Lifestyle Creep (4/26/2018)

Our New England winter finally appears to be subsiding into some warmer weather. As we shed our heavy winter clothing for lighter gear, we may find that some of our clothes don’t fit due to weight gain. If you are not weighing yourself regularly, this could come as a surprise to you. You were comfortable in your winter gear, but revisiting your warm weather clothing shows you the change.

In a similar fashion, “lifestyle creep” can happen to us in our financial lives. Early in their careers, most people establish a lifestyle, with their spending based on income and needs. They often then receive a raise or earn a little more than they did the year before, and it becomes easy to add a few extras to their regular spending.

It starts with trivial things like adding a premium channel to your cable, upgrades to your phone or maybe more expensive food items. You may start paying a little more for a better airplane seat or a nicer hotel or by giving in to impulse items while shopping online or at your local stores. Each of these items might be a relatively small increase individually, but they can start to add up collectively. The process is so gradual that you probably don’t realize you are doing it. Once you are used to the upgrades, eliminating them becomes very hard to do.

Inflation in your lifestyle isn’t a terrible thing, but you do not want the subtle upticks in your expenses to reach a point where they make reaching your longer-term goals more difficult.

Research from the Federal Reserve Bank of New York shows that most people’s pay increases will occur in their early working years before leveling off in mid-career and peaking in their 50s.
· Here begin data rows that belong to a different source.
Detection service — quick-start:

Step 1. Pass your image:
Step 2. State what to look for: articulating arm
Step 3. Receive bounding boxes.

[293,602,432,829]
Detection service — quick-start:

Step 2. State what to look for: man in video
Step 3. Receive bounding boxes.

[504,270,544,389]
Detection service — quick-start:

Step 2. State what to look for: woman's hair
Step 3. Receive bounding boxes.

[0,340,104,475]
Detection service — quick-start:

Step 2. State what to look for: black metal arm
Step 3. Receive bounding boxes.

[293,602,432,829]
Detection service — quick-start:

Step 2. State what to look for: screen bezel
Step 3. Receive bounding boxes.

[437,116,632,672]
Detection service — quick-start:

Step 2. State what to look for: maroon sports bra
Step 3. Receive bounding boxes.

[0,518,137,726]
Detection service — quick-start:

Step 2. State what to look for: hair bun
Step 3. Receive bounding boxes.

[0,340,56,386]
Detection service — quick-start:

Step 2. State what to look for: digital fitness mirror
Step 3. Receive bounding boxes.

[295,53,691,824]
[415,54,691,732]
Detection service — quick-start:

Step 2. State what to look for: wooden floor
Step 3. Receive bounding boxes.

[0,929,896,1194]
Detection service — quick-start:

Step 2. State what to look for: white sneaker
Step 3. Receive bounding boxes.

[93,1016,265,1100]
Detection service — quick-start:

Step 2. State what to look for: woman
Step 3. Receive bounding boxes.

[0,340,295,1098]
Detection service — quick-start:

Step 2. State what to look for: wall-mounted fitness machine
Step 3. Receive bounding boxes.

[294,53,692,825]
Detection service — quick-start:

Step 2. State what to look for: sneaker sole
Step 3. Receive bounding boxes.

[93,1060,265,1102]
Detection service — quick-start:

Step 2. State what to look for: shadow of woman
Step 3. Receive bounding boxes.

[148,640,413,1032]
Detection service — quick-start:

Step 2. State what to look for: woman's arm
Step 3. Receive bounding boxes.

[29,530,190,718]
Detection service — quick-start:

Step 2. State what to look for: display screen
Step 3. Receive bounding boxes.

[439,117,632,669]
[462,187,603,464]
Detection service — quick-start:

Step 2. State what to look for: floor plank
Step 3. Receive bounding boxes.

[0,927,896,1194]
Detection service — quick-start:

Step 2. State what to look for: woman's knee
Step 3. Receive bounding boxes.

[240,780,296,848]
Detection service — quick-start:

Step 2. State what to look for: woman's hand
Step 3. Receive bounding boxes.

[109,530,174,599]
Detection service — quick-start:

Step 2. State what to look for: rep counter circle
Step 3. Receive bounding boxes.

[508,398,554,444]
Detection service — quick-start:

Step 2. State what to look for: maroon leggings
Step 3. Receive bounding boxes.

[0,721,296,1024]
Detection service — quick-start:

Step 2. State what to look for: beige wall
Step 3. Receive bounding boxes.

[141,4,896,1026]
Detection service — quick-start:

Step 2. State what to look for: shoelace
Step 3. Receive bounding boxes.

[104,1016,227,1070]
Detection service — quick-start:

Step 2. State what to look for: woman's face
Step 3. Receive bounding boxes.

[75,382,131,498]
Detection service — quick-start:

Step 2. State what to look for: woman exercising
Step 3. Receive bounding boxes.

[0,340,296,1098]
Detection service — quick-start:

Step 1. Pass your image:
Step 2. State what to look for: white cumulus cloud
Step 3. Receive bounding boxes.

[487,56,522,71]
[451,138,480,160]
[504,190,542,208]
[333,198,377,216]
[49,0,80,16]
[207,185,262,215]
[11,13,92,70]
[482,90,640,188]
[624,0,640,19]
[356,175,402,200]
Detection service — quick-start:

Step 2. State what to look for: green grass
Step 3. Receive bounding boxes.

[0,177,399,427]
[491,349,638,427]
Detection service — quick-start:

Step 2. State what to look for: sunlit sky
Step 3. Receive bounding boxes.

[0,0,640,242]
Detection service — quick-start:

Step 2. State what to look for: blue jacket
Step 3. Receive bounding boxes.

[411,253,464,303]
A study from the Labor Department shows comparable results, with the higher wage growth happening earlier and then continuing at a slower pace in the later working years.

That tells us that it’s important to keep the lifestyle creep under control when you do receive increases in income. If you automate your deposits to allocate a pay increase or a portion of it to your savings first it will help you maintain balance and stay regulated within your current level of spending. As your savings grow, you might find that you do have extra funding for splurges.

A key factor of a successful financial plan is to determine what you generally spend, categorized as discretionary (wants) and nondiscretionary (needs) expenses. Being mindful of your consumption allows you to plan accordingly and maintain your desired lifestyle.